Day 46 - Wednesday, August 17th 2011
- All the backbone transformations succeeded! There were both red (original backbone) and white (correct product) on all the colonies.
- Presented our math model to the advisers
- Met with Sara at the high throughput lab to plan our testing, decided to run a control sample tomorrow.
- Started growing up CP->RBS->Receptor cells for a PAGE gel and then sonicated them.
- Transformed all of the genomic promoter ligations
- Started overnight cultures for testing
- Started overnight cultures (70!) of the backbone correction ligations.
- Made Amp/Kan plates (among others) so that we could try a double transformation with the seperate construct plasmids if we want to or if putting them on the same plasmid caused any problems.
Day 47 - Thursday, August 18th 2011
- Completed 70 minipreps of our backbone correction ligations!
- Ran a PAGE gel to asses LasR and RhlR activity
- Made new SOB and plates
- Our cells were not growing properly in the m9 media, so we made it again from a different recipe.
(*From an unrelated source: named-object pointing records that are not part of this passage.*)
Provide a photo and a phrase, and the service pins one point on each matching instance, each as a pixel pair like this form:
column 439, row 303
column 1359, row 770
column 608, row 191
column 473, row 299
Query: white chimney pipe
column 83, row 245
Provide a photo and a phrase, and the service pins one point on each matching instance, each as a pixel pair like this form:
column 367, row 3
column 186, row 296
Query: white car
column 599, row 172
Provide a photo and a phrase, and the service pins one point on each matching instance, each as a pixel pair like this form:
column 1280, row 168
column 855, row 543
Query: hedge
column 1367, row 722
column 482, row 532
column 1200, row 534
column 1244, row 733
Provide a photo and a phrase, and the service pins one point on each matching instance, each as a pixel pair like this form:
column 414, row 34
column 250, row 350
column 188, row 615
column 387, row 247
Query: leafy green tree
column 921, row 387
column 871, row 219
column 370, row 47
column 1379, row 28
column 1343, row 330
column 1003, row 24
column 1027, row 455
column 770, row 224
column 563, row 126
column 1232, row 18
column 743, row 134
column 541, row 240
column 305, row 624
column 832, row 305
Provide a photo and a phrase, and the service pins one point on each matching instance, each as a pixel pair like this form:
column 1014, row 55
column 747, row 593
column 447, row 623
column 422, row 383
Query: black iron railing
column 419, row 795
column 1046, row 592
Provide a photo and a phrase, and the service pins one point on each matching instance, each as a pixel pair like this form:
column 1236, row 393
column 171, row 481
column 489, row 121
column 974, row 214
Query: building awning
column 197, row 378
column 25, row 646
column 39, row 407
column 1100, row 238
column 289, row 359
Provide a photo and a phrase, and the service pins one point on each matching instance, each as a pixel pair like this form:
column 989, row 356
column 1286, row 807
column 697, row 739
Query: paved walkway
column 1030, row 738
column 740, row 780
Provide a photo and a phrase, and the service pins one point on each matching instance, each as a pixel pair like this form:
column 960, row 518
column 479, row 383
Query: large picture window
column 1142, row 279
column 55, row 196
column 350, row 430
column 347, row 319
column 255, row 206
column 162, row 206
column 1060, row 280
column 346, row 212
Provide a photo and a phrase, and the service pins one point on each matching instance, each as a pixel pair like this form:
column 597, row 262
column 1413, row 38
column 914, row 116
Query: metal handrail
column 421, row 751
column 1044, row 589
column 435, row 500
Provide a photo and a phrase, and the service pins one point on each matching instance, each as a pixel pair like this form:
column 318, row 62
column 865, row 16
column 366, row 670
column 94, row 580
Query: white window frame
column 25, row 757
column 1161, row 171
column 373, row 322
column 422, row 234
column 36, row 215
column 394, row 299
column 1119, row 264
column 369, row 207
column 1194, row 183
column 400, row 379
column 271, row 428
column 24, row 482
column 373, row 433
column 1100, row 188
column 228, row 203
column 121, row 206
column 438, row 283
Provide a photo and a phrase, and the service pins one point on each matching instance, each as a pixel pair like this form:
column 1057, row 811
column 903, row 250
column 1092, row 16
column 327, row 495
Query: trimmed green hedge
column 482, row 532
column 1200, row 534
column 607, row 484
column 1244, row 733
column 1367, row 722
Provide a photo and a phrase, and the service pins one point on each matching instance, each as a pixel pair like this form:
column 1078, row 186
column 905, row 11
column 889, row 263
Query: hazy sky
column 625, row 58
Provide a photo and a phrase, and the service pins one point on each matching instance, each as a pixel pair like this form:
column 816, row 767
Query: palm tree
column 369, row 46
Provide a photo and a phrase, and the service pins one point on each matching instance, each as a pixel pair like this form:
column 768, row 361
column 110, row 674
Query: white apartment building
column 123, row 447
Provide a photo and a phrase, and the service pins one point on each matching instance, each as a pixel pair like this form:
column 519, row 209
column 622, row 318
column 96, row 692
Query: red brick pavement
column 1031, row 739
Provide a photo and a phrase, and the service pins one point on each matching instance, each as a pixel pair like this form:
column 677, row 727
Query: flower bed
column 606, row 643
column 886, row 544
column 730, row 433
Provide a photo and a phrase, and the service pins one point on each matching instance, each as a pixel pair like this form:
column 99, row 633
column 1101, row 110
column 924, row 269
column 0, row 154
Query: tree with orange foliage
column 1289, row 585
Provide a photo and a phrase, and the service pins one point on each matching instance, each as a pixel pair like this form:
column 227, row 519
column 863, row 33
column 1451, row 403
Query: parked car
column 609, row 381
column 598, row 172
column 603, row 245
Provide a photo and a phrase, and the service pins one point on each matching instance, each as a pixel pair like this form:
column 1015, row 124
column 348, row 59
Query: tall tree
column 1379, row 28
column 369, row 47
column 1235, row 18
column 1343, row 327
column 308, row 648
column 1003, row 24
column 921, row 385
This has forced us to delay our testing.
- Analyzed a recently published paper (yesterday!) that provides a lot of relevant information about our project.
- Ligated our strep tag parts
- Stored the genomic promoter transformations in the cold room. They looked good, but we are postponing overnights to catch up on everything else.
Day 48 - Friday, August 19th 2011
- Remember to transform strep tag ligations!